On 13 November 2014 09:57, Claudio Fontana claudio.fontana@huawei.com wrote:
I agree with you that as a result of this discussion, the solution for QEMU upstreaming purposes needs to take everything discussed (possibly more) into account.
(Picking this email as a reasonable if slightly arbitrary place to try to summarise this discussion thread...)
Everybody agrees that we need to support guests that want to use ACPI. There are several possible approaches to this that have been proposed:
1. all-in-QEMU: generate a complete single ACPI table in QEMU and pass it to the guest and/or firmware, as this RFC does
2. all-in-UEFI: don't do any ACPI table generation in QEMU; just create a device tree (and some standardised interfaces for hotplugging, etc), and let the UEFI firmware put together the ACPI tables accordingly
3. mixed-mode: follow the x86/QEMU practice, and have QEMU generate a set of ACPI table fragments, which UEFI then has to stitch together in combination with any extras it wants to add itself before passing the result to the guest. [Some of these fragments might need to be generated on-demand and supplied via a fw_cfg-like conduit device; this is necessary on x86 and might be also for ARM.]
My opinion about the best approach has swung all over the place during the course of this discussion, but at the moment I think mixed-mode is the way to go.
The most common use case for ACPI is going to be with UEFI, and I'm told that the details of Tianocore and the ACPI binary format mean that it's not possible for UEFI to edit a complete ACPI blob to add any extra items it needs to, so for this use case the all-in-QEMU approach won't work. We could in theory support all-in-QEMU as an extra boot protocol for directly booting a guest that used ACPI without UEFI, alongside one of the other two methods, but I'm pretty reluctant to support multiple ways of constructing the ACPI tables and I think we have agreement that we don't need to do that. That means we can drop 'all-in-QEMU' from consideration and concentrate on the other two options.

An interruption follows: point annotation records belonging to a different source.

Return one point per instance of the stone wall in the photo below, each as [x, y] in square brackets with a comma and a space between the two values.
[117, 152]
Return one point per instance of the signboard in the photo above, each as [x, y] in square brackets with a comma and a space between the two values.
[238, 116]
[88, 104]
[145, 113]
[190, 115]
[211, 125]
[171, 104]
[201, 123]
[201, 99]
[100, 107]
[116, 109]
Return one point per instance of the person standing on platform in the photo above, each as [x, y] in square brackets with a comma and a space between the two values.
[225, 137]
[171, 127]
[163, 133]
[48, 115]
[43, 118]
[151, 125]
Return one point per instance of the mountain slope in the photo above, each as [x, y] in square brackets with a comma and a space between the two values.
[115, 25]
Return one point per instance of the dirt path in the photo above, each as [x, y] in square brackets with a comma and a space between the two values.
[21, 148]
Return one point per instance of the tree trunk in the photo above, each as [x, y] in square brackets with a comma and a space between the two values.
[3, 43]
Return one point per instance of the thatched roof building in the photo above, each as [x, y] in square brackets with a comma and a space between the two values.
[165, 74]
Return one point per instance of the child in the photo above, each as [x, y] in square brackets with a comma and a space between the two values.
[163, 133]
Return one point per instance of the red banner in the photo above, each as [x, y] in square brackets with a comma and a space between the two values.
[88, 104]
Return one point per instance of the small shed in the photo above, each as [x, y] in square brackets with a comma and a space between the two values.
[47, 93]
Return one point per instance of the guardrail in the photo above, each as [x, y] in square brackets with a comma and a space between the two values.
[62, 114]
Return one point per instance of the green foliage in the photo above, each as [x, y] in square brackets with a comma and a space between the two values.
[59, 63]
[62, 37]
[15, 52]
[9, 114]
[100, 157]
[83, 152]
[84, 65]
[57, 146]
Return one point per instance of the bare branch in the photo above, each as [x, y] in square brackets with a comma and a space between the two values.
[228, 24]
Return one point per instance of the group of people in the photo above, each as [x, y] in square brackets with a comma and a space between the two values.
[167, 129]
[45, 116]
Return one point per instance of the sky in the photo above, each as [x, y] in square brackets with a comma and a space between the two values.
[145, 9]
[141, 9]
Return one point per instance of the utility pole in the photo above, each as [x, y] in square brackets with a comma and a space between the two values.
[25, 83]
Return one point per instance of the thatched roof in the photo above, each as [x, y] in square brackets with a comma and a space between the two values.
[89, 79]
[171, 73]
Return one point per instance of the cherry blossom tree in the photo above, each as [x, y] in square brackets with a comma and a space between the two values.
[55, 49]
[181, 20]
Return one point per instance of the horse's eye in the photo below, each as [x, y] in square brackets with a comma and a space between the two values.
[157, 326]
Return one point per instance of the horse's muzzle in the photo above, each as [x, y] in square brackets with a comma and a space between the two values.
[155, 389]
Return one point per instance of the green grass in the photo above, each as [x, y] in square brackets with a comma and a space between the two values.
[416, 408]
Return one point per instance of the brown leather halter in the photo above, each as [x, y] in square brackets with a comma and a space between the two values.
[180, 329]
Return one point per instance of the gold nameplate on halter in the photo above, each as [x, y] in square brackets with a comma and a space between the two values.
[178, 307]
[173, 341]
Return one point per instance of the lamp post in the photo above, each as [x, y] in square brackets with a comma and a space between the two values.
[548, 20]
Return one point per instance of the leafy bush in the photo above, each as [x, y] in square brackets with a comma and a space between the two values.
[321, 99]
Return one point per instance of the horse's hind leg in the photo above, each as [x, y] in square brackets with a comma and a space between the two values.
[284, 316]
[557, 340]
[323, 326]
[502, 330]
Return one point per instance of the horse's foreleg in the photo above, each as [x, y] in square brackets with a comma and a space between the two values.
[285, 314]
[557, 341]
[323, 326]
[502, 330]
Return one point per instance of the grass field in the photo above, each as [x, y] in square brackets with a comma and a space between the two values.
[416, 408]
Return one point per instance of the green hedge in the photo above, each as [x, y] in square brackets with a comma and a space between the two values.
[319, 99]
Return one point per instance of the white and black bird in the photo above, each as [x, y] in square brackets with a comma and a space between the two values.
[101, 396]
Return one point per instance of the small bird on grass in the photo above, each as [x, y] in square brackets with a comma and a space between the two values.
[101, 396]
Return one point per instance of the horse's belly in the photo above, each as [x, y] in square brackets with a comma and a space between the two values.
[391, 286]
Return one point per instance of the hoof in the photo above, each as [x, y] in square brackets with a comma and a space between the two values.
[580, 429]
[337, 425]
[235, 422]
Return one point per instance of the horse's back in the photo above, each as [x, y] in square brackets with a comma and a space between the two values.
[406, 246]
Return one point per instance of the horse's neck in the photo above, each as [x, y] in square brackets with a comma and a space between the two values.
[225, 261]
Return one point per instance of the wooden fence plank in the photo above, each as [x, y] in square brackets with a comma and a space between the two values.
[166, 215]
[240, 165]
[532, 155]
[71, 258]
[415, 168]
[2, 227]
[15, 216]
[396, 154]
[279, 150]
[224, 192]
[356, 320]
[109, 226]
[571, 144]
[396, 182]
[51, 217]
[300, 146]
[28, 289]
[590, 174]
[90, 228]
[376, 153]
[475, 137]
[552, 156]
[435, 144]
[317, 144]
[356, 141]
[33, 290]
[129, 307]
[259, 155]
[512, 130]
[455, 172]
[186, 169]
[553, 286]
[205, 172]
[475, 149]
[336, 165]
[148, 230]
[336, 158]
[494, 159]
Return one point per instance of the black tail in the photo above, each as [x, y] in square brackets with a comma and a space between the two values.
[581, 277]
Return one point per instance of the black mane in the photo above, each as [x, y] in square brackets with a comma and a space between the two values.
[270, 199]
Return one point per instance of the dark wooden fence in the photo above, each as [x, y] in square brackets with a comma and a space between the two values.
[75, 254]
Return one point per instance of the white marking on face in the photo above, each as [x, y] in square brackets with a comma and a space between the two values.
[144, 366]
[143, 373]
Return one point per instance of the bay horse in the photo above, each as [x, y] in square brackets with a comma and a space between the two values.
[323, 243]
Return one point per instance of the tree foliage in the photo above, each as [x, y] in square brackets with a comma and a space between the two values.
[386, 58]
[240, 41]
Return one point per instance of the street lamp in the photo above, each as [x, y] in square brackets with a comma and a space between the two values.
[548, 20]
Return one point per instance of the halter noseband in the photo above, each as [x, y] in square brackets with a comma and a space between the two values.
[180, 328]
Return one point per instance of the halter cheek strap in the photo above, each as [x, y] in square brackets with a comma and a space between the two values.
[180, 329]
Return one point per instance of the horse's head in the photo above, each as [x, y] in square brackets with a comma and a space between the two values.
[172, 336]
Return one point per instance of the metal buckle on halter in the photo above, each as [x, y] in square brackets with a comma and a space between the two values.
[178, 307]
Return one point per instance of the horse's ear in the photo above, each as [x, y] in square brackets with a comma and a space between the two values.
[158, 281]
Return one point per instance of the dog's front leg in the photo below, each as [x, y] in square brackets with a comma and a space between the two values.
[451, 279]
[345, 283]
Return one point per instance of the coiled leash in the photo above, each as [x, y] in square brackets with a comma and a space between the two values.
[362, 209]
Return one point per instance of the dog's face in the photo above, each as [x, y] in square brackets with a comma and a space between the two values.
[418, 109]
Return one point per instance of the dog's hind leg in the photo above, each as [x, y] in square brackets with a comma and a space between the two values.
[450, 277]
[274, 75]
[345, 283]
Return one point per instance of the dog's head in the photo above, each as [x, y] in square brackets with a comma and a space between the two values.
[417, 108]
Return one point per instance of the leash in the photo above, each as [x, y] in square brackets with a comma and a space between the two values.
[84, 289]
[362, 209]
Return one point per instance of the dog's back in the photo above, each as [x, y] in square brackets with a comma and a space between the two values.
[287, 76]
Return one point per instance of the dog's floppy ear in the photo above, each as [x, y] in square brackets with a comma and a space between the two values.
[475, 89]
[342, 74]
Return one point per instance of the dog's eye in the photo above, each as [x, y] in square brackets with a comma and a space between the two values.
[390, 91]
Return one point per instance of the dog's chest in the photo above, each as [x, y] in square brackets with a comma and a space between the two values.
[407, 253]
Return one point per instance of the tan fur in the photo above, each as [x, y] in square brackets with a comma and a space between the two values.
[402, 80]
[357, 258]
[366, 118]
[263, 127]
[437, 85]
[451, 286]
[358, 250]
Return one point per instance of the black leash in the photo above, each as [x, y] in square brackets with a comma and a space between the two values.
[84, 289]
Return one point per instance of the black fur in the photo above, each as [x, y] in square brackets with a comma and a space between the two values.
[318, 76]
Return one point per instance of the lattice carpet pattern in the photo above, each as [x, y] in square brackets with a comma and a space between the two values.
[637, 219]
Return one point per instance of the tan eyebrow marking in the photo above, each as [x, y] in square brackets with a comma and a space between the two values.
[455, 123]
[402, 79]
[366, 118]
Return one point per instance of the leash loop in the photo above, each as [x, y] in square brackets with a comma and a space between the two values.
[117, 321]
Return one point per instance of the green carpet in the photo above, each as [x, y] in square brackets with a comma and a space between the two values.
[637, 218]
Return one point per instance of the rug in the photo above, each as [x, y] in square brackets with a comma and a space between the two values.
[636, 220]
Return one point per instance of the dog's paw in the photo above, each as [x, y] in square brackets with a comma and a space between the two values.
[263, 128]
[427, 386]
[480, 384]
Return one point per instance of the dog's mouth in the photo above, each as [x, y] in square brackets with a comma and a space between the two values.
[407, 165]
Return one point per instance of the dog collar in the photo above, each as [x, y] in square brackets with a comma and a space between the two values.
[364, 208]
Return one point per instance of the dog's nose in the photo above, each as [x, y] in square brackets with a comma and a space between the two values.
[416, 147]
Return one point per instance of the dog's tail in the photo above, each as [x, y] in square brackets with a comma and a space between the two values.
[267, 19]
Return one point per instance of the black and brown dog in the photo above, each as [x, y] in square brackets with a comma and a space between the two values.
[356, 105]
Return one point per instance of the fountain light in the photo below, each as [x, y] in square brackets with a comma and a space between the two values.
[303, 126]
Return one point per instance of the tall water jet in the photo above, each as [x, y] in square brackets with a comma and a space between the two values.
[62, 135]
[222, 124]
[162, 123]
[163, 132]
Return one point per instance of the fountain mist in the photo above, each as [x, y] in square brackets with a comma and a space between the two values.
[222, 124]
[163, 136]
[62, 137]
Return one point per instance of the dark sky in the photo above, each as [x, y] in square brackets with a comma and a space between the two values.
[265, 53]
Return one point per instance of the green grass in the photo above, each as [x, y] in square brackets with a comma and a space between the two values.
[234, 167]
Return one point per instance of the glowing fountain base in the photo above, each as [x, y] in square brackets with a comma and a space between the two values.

The all-in-UEFI approach is potentially workable, and from a QEMU maintainer's perspective it has the attraction of a clean separation: QEMU only has to describe hardware in one way, and all the ACPI related code is in the firmware. However it also has some definite demerits: * we'd need code in UEFI to create ACPI tables based on the device tree information, which is at minimum code that nobody's written yet, and could be difficult even given the restriction that it only has to cope with the particular subset of dtb that QEMU generates * adding support for something like "hotplug-$FOO" needs changes in QEMU and also in UEFI, even if UEFI would otherwise not need to care about the hotplugging, because it has to translate the relevant dtb entries into ACPI * we would need to specify and define dt bindings for any (virtual) hardware used for notifying and controlling hotplug type features rather than these being an implementation detail of QEMU (though we might want to define these anyway so that you can use hotplug etc from a non-ACPI non-UEFI guest, of course)
Going with mixed-mode does mean we end up with a sort of triplication of code (once to create the board model, once to describe it in DT and once to describe it in ACPI), but the payoff is that we get to handle ACPI the same way as we do on x86, which includes a lot of preexisting code both in QEMU and in UEFI. We also don't need to update the UEFI code when we add new hotplug features.
Does anybody have an approach that I've missed from my list of three, or any advantages/disadvantages to add that might tilt the decision in a different direction?